Stephanie Haro gave a STEMJazz talklet on Wednesday. It was eye-opening, not only in the importance of what she’s doing, but in the difficulty of the problem.
Most of us are familiar with prosthetic and orthotic devices that replace or support people who’ve lost limbs. We’re also mostly familiar with the promise of “bionic” versions of such devices whose movements are directed by residual muscle, and in what we hope will be the nearer term future, signals culled from and inserted into residual peripheral efferent and afferent nerve fibers to make such replacements as good as or better than what was lost.
Those problems, however, pale in comparison to providing the ability to speak to those who have lost control of their vocal apparatus through diseases like ALS and other neurodegenerative maladies. That is, for limb prostheses the “intent” signals and the sensory signals reside in often patent and easily identifiable peripheral nerve fibers proximal (or almost proximal) to the injury. For neurodegenerative diseases, these nerve “stumps” do not exist because it is the nerve itself that has ceased to carry action potentials to and from the central nervous system.

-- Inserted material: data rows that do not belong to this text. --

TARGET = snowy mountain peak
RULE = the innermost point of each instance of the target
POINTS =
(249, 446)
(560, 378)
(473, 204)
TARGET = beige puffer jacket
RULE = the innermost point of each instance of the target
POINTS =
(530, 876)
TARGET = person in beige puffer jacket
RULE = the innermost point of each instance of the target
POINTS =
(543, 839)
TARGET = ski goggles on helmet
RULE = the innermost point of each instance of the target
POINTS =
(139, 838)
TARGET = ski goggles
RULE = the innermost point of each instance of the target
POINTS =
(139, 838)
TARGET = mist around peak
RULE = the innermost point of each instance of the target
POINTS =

For such cases there is no choice but to insert electrodes into the brain, sometimes relatively superficially and often into deeper structures to try to tap either the motor signal sources (essentially tracing the peripheral signals back to their sources in the motor cortex) or more eerily (to me) the source of “intent” where the thoughts of the words are formed.

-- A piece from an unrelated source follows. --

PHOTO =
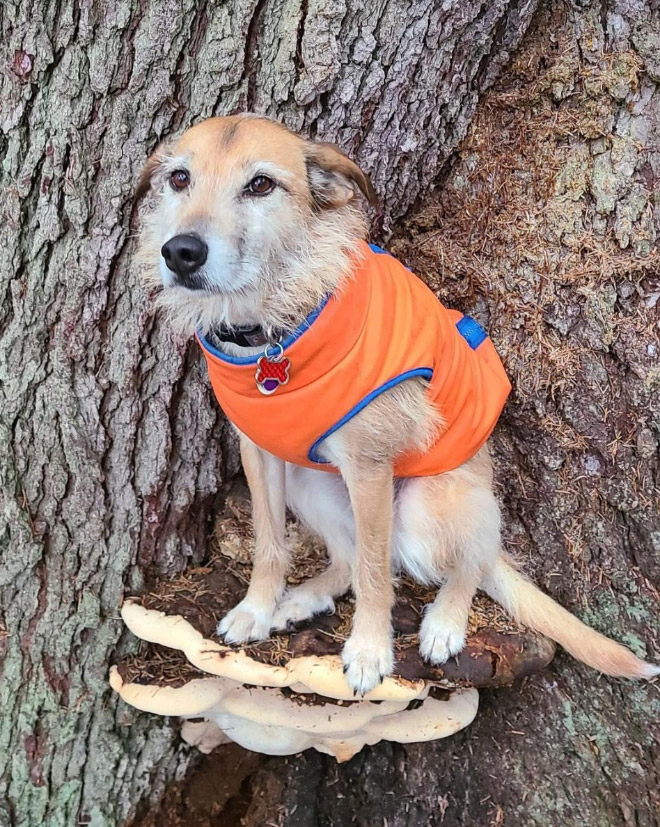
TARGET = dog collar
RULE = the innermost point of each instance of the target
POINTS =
(253, 336)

This is where Stephanie Haro lives, intellectually and experimentally. She seeks to give the gift of speech back to the most profoundly impaired individuals by studying real signals emanating from real brain electrodes implanted in real people with real lives all in real time.
The basic setup is to digitize signals from multi-electrode implanted arrays (8X8 at 30kHz sampling rate for each “rail”). These electrodes are fine enough that individual action potentials can be resolved (as opposed to what one might assume are mean field potentials, as Sonya Mayoral pointed out). And for signal processing and machine learning folks, that’s where we’d like to start the analysis.

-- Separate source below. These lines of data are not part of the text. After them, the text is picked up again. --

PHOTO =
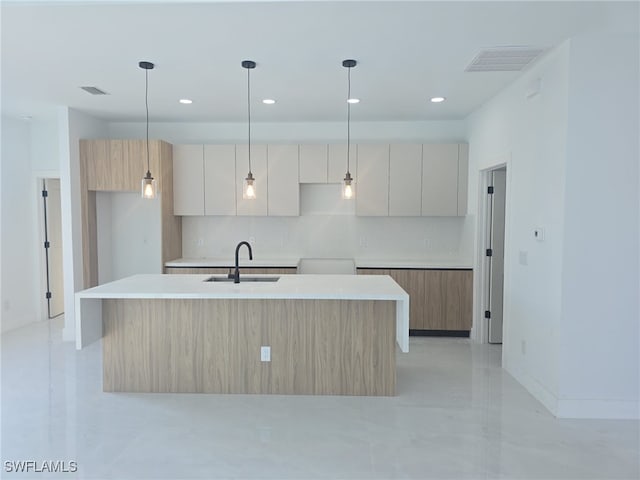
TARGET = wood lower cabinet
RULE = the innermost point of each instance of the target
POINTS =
(225, 270)
(439, 299)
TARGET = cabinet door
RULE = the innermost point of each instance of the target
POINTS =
(257, 206)
(134, 159)
(463, 178)
(95, 154)
(405, 180)
(313, 163)
(440, 180)
(337, 162)
(188, 183)
(283, 198)
(220, 179)
(372, 180)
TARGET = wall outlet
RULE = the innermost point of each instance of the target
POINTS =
(523, 257)
(265, 354)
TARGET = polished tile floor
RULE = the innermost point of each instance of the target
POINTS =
(457, 415)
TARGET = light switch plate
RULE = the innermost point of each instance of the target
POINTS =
(265, 354)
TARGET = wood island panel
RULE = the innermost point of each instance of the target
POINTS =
(440, 299)
(318, 347)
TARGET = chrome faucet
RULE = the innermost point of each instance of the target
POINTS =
(236, 274)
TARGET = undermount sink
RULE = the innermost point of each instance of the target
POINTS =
(243, 279)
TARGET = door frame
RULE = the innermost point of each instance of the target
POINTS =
(480, 330)
(41, 176)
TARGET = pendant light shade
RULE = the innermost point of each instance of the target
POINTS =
(149, 188)
(249, 187)
(347, 188)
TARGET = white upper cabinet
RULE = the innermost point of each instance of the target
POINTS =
(440, 180)
(405, 180)
(313, 163)
(372, 180)
(337, 162)
(283, 197)
(258, 205)
(463, 178)
(219, 179)
(188, 182)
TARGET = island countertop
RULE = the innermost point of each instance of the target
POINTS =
(334, 287)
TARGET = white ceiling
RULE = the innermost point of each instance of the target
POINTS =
(407, 52)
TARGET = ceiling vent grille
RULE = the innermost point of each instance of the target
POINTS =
(504, 59)
(94, 91)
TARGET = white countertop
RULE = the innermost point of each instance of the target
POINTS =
(293, 262)
(230, 262)
(351, 287)
(411, 263)
(327, 287)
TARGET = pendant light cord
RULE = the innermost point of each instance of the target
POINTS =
(348, 117)
(146, 103)
(249, 113)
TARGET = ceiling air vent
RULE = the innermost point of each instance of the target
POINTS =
(94, 91)
(504, 59)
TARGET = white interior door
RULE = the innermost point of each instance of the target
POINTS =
(496, 269)
(53, 247)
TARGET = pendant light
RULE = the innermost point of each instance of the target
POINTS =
(249, 187)
(149, 189)
(347, 188)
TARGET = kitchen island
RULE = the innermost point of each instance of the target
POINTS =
(326, 334)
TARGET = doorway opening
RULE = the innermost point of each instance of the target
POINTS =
(51, 234)
(491, 251)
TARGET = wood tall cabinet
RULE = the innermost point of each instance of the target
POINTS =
(118, 166)
(439, 299)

The data processing theorem says you can only lose information through processing. Theorists are scandalized at the fact that the high speed raw data from each channel is distilled into 50Hz hunks before it is fed into a large language model which spits out phoneme (speech sound) estimates with an eye toward the structure of the language (English only at this point). But the high data rates of the raw signals and limited storage made engineering tradeoffs necessary.
Stephanie lives in that somewhat post-processed world, trying to make sense of what the processed data has to say about phonemes and how such estimates subsequently interact with the LLM that actually produces speech. She’s looking for ways to provide better separation of phonemes (she showed us vowel and consonant data) by trying to organize and characterize a very large signal space.
While the technology is not perfect, even in what would have been previously hopeless cases, the methods perform well above random and in some cases rather well, heartbreakingly so. In one case the technology allowed a dad who’d never spoken to his daughter to say (and I’m paraphrasing) “I see you Tiger” when she walked into the room and for her to hear her dad speak (synthesized) for the first time.
And to Stephanie, who finishes this program’s postdoc on November 1 and moves on to another postdoc afterward, EXCELSIOR! What you’re doing is inspiring!